It’s Sunday morning and I find myself surrounded by seemingly bionic children. They powered up at about 7:30am, and have not let up all morning so far. We are several hours into the marathon that each day has become, and I am filtering out the mayhem to write a blog post.

My brother in law came to visit yesterday and stayed overnight - he has rapidly become a favourite with the children. They look forward to his arrival, and make tentative steps towards climbing all over him each time he comes to visit. When we get a moment to step outside of our daily adventures and look back in - as we can when he is entertaining the children - it’s interesting to see the way the children build confidence with people they like - smiles turn into nudges, then sharing toys (usually several hundred cups of pretend tea), then rough and tumble.

While I was the clear favourite in the early weeks, W has eclipsed me.
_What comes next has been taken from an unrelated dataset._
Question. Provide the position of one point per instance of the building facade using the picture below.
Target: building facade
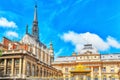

We were told this would happen - through her “being there” through the school runs and sickness, the children run to her. Our early worries that the youngest wasn’t bonding with her new Mum were unfounded - she is now the unquestionable favourite, and is shadowed all day by her little charge who never stops talking.

Granted, the main topic of conversation at the moment with the youngest seems to be “that onewithout the rest of the sentence being communicated, but the smile that greets a questioning look tends to undo anybody.

So - last night my brother in law visited, and W got to escape back into the grown up world for a few hours (othewise known as the local pub). Her brother’s visits have become a welcome break for whichever of us needs it most - a trip to the pub, followed by takeaway food and a movie. Judging by the lift in W’s spirits on her return, it did the trick.

Last night’s movie choice was “The Assassination of Jesse James by the coward Robert Ford”. Strange movie. Unsettling. After an hour I was wondering if any story was going to unfold - but couldn’t stop watching it. Brad Pitt was his usual “12 Monkeys” self as Jesse James, and Casey Affleck was fantastically creepy as Robert Ford. It took me most of the movie to realise who the actor playing Charley Ford was (Sam Rockwell) - where I had seen him before. About an hour into the movie it suddenly came to me… Zaphod Beeblebrox.

I spent the rest of the movie expecting this 1880s gunslinger to sprout a second head and offer people Pan Galactic Gargleblasters to drink.